Peter F. Drucker spent his 70-odd year career teaching, consulting, writing and asking questions. Fundamental questions to guide managers in the awareness of their responsibilities and the execution of their tasks. Having had virtually no hands-on management experience himself, he prided himself that he was helping people to find out people what to do, yet not how to do it.
When Peter Drucker began his work in the thirties, management as a discipline was virtually unknown.
Many of the business concepts we talk about today (and so often take for granted) can be traced back to Peter Drucker. Management was not a worthy subject of study in the first half of the century. At the start of his career, he found it extremely difficult to find books on management... so he wrote a few himself (about 40 of them).
Common modern business concepts and practices, like management by objectives, management by walking around, empowerment, people as an asset not a cost, doing the right things, leadership by example and countless others are all described, generally for the first time, in Drucker's writings.
In 1981, when Jack Welch (CEO and Chairman of GE, Forbes CEO of the Century) began his mission at the helm of GE, he went to see Peter Drucker for advice on running the conglomerate.
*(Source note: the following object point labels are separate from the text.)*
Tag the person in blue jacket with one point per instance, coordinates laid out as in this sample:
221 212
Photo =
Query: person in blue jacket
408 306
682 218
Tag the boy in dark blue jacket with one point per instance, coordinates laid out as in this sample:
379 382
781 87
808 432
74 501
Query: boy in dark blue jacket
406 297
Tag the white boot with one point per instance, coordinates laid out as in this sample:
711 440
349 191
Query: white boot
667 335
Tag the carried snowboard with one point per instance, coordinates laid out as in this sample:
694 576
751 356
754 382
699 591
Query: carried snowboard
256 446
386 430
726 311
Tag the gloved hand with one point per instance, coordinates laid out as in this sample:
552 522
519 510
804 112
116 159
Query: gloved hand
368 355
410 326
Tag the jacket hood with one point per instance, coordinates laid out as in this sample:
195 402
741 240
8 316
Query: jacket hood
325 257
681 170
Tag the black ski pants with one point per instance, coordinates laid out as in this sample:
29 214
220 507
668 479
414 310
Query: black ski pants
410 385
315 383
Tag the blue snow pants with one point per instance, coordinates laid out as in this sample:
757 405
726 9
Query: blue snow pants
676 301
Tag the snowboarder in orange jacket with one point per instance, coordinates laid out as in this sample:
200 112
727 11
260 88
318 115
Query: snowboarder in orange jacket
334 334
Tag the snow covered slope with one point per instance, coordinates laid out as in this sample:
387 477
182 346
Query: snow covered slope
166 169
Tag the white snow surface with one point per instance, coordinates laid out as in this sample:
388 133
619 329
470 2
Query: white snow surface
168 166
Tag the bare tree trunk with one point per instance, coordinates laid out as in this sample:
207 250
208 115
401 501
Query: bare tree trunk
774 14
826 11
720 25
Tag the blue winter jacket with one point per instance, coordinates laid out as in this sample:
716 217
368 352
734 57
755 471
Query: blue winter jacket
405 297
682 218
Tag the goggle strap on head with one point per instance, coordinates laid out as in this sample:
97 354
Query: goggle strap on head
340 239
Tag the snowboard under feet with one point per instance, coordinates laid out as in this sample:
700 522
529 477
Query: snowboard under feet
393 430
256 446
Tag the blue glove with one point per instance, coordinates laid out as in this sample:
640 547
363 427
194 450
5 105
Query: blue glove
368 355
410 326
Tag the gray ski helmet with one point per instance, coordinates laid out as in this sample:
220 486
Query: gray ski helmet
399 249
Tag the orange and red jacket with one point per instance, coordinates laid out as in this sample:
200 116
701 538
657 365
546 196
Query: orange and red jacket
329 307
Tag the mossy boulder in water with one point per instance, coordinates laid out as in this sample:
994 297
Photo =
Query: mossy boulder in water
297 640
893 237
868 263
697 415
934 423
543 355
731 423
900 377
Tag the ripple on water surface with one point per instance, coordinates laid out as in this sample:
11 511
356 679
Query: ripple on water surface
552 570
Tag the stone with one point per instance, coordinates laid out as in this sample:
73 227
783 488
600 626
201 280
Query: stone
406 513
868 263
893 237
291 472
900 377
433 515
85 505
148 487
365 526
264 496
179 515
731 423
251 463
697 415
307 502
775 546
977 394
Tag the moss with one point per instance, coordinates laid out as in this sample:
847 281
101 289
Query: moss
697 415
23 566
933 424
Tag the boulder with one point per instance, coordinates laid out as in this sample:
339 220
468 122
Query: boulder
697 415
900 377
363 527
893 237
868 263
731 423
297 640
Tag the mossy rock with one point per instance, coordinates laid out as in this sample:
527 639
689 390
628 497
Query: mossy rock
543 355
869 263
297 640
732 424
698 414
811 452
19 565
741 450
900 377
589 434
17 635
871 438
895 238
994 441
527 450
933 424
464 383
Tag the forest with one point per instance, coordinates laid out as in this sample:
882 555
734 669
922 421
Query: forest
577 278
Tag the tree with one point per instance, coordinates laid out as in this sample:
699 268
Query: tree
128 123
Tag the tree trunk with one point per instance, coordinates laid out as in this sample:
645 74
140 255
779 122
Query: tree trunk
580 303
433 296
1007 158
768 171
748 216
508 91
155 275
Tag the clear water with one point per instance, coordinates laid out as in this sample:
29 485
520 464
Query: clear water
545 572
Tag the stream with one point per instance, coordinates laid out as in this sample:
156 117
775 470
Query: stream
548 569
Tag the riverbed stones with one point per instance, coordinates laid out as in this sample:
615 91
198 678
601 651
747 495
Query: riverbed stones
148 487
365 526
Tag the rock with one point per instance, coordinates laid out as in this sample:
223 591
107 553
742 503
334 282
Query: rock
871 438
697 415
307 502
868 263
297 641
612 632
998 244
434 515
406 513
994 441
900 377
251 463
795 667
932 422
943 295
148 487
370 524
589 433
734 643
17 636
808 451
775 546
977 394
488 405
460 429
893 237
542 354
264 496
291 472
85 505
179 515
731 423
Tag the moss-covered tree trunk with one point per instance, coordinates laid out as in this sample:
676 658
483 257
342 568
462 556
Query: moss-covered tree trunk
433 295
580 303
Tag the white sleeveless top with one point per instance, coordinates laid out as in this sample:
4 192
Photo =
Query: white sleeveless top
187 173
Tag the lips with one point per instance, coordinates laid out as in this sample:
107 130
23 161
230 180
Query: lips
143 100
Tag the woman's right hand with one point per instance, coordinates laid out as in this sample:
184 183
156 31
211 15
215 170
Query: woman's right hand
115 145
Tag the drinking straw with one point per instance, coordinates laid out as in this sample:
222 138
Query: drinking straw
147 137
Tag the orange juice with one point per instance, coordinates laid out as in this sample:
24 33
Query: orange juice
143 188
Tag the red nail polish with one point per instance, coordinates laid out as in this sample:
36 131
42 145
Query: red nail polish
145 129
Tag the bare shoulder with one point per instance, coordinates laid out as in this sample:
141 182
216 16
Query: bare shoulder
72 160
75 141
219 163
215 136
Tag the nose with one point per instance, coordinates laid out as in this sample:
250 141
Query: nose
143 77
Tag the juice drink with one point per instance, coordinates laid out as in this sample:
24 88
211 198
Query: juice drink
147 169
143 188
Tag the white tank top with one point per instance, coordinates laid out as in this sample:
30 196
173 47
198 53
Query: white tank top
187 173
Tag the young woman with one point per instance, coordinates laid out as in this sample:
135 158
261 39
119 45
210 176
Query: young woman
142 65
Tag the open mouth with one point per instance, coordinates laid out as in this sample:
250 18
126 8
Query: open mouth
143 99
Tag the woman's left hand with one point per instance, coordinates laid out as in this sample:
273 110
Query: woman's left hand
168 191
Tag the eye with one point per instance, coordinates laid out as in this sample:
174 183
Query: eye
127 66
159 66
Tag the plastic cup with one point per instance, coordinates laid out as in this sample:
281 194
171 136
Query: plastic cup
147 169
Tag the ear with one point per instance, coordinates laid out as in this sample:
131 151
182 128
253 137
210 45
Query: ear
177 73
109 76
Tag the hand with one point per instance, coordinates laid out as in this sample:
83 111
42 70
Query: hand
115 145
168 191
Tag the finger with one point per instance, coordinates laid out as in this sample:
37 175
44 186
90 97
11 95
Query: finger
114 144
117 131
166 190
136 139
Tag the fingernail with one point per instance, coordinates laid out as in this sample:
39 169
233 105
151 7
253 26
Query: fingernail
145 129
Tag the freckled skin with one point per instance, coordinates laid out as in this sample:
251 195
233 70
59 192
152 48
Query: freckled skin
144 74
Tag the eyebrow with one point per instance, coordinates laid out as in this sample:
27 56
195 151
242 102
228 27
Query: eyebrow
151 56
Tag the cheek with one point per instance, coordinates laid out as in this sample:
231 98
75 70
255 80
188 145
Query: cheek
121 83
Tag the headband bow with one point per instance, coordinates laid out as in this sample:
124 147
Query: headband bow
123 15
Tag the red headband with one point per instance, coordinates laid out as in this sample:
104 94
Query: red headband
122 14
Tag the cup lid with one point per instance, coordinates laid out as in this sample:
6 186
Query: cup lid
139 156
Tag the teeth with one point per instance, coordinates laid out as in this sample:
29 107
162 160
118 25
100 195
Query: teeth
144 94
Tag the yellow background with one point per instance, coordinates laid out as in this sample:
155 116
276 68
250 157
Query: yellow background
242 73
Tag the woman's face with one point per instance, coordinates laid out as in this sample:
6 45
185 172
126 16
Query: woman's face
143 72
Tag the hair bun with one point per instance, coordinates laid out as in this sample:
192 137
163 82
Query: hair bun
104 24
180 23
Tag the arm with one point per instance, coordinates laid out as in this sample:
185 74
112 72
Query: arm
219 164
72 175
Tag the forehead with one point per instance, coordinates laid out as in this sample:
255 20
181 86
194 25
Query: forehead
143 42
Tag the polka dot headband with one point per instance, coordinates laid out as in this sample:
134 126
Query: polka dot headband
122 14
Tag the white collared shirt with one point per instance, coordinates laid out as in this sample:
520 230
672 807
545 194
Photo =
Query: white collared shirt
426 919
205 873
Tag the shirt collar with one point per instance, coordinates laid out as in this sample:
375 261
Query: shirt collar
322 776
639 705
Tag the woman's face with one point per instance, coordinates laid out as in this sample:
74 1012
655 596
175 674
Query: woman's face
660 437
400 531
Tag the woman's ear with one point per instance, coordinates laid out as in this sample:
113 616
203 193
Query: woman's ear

He came away with only two questions. Yet those two questions were going to define everything he did in the following 20 years until his retirement in 2001:
- If you were not already in the business you are in, would you enter it today?
- What are you going to do about it?
Whereupon Welch set off to sell hundreds of businesses of the GE Empire, restructuring, redefining and strengthening the organisation to 25 times its value.
And this is how Drucker described himself:
"My greatest strength as a consultant is to be ignorant and ask a few questions."
To me, that sounds eerily like what a certain Socrates said two and a half thousand years ago.